Baked Biscoff Donuts Recipe found at http://thetolerantvegan.com/2012/03/baked-biscoff-donuts/
Makes 12-16 donuts
- 3/4 cup vanilla soy milk
- 1 tablespoon distilled white vinegar
- 2 cups cake flour
- 3/4 cup refined sugar
- 2 teaspoons baking powder
- 1/4 teaspoon nutmeg
- 1/2 cup vanilla soy yogurt
- 2 tablespoons Earth Balance Natural Buttery Spread or another vegan butter substitute, melted
- 1/2 cup Biscoff spread
- 3/4 cup confectioners' sugar
- 1/4 cup soy creamer
- 1/3 cup Biscoff spread
- Preheat your oven to 425 degrees Fahrenheit
- Spray a donut pan with nonstick spray.
- In a small bowl, stir together the soy milk and the distilled white vinegar and set it aside. Let it do its cool, buttermilk-making thing while you whip together the rest of the batter.
- In a large bowl, whisk together the flour, refined sugar, baking powder and nutmeg.
- Stir in the soy yogurt, melted vegan butter substitute and your milk/vinegar combo.

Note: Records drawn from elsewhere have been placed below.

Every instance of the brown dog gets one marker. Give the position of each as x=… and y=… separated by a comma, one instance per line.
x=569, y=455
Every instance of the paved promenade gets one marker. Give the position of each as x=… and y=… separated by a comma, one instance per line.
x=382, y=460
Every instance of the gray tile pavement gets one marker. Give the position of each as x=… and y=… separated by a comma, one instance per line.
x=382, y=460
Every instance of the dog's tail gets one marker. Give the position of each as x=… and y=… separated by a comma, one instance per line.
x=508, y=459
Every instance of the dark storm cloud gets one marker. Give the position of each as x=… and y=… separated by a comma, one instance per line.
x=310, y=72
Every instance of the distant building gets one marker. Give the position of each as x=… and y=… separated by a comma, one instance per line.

- Add in the Biscoff spread and stir by hand until all the ingredients are fully combined.
- Fill the pan 3/4 of the way and bake the donuts for 7 minutes or until the tops spring back when you touch them.
- Let the donuts cool to room temperature
- Make the glaze by stirring all of the ingredients together in a bowl. For thicker glaze, add more confectioners' sugar.
- Dunk each donut into the glaze and eat up.